Paulina and Gustaw’s apartment in Warsaw’s district Praga is a truly post-modern mix of bold designs, strong textures, and non-obvious colours. Designs by young Polish brands are accompanied by vintage furniture, design classics, and tailor-made elements. All the components were combined into a neat design by architects from the Mistovia studio in Katowice.
The apartment’s owner, Paulina, shares the space with her beloved dachshund, Gustaw. Paulina works in the creative industry as an art director, which is why she approached the studio selection process with great awareness.
The 45-square-meter apartment is located in Praga Północ, a district of Warsaw Paulina is in love with. More precisely, in the post-war Praga II estate, designed in the 1950s by architects Jerzy Gieysztor and Jerzy Kumelowski in the spirit of socialist realism. The building itself figures on the municipal register of monuments and is surrounded by greenery, which Paulina can now admire from the windows of her kitchen and living room. The renovation of the apartment took less than five months. Not much has changed in the original layout.
The height of the rooms exceeding three meters is definitely an additional advantage. It makes the small space airy and bright. The owner’s dream was to have light grey microcement floor. Stainless steel, veneer, and glass bricks also figured on her wish list. All the elements were combined into a neat puzzle.

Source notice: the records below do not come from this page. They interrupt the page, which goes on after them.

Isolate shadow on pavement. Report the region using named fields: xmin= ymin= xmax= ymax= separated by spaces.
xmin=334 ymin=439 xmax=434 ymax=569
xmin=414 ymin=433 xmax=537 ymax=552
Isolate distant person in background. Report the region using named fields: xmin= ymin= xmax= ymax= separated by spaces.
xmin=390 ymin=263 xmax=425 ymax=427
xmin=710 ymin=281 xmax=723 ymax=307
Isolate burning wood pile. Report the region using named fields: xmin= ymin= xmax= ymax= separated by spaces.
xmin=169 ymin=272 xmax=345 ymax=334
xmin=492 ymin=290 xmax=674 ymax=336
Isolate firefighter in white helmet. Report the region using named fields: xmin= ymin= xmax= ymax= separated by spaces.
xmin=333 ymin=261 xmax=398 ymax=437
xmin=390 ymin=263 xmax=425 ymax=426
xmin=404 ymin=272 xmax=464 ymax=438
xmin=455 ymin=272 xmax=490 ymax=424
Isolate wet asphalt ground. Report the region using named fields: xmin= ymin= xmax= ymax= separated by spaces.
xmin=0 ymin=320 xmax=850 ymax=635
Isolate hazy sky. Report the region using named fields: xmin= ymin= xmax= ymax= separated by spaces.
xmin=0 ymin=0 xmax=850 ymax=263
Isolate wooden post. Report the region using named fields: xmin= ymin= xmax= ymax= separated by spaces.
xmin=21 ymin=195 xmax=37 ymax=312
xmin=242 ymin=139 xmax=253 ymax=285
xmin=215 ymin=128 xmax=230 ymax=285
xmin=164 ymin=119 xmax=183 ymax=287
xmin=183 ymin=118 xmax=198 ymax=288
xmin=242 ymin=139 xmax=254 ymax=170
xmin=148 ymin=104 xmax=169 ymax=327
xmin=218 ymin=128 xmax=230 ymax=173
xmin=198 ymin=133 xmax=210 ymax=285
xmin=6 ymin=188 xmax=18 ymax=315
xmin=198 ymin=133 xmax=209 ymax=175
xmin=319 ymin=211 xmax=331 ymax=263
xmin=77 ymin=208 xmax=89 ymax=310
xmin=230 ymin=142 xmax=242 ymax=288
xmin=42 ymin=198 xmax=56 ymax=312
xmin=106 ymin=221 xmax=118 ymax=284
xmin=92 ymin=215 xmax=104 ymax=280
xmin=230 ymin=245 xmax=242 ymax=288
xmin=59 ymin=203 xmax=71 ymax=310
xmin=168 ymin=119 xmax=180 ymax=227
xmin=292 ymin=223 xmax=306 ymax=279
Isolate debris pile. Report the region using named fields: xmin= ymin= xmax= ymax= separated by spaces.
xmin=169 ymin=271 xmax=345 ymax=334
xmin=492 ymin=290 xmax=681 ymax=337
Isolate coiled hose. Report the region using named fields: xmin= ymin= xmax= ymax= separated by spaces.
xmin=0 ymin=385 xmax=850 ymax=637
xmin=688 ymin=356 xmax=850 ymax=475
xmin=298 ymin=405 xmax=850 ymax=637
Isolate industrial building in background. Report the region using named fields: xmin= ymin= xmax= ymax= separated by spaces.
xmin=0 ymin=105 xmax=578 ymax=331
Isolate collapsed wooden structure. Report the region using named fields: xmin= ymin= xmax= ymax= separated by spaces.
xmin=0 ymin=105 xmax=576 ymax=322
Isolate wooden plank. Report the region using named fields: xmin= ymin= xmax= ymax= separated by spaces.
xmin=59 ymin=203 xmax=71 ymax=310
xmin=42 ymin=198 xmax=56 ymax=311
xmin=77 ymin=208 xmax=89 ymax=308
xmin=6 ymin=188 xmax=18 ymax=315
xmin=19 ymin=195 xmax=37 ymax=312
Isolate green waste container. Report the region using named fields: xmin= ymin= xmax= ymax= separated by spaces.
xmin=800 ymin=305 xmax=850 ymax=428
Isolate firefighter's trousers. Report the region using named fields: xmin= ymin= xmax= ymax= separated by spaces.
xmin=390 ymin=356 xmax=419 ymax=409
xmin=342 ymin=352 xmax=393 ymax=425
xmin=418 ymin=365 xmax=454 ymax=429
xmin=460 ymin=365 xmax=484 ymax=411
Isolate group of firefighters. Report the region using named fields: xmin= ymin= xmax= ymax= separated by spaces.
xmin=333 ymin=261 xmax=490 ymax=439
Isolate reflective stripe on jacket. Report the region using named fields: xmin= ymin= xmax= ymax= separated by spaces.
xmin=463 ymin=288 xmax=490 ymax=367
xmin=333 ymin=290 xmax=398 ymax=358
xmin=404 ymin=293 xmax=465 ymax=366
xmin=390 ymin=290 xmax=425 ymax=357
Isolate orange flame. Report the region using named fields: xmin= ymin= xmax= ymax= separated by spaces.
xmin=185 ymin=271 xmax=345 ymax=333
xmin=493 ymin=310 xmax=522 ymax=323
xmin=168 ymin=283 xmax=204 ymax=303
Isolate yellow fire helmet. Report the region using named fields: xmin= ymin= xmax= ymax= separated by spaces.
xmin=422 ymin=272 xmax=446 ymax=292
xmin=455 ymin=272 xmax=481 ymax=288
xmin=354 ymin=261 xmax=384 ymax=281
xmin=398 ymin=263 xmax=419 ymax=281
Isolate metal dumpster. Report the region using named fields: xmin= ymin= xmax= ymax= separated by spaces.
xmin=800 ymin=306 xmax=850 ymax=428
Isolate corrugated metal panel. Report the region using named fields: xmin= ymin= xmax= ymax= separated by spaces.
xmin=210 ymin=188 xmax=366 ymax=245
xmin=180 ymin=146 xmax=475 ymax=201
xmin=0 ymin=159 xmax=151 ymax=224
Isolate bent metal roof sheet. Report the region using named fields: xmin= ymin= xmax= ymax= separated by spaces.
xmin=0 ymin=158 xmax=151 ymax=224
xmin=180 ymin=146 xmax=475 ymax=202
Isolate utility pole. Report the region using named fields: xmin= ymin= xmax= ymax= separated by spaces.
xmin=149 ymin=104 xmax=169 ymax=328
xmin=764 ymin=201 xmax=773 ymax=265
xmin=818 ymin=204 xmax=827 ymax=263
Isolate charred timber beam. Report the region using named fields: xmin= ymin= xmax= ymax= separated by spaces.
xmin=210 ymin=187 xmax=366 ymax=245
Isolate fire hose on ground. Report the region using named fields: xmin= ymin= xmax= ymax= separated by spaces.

The apartment is based on several dominant “cubes”. Each of them has a different function, accentuated by various patterns through the use of veneer or colour. In the kitchen, the tall built-in furniture finished with veneer made of an extremely impressive American walnut burl constitutes the main feature. The mesmerizing organic pattern contrasts perfectly with the smooth surface of the brushed steel cabinets and the rigorous geometry of simple white tiles lining part of the wall.
Accent number two welcomes guests upon entering the apartment – after crossing the portal finished with Brazilian green marble, their eyes take in the truly psychedelic motif, originally created by nature, but later refined by post-modernist Ettore Sottsass. It houses a wardrobe finished with an impressive veneer, designed by Sottsass in 1985. The pink terrazzo round table and the vintage oblong chairs designed by Bruno Rey pay homage to the colourful aesthetics of the Memphis Group.
The steel door placed in the closet leads to the bedroom, dominated by the colour purple mixed with navy accents (porcelain sconces and Italian tiles on the bed’s headboard). The large size of the room accommodated also a functional, cube-shaped wardrobe and a utility room, concealed by white built-in furniture. This way, the living area is effectively separated from the private part of the apartment.
A small bathroom constitutes the last element of this elaborate puzzle. It has been reduced to the necessary minimum, but this does not mean that it’s missing unconventional solutions. A curved wall made of glass bricks is visible from the outside. Paulina’s beloved glass bricks allow sunlight to filter in, turning this previously dark room bright. A custom-designed bathroom cabinet shaped like a chest of drawers on squat legs in an intense shade of cobalt stands out against the raw pool tiles chosen by designers from the Mistovia studio.
A skilful eye will notice that the cabinet was made of the same veneer as the built-in furniture in the kitchen, and that the countertop is decorated with the same green marble decorating the front door’s portal. Everything is perfectly complemented by a pink lamp by the Polish brand Lexavala. Panes of a three-dimensional mirror reflect and multiply bold patterns at different angles.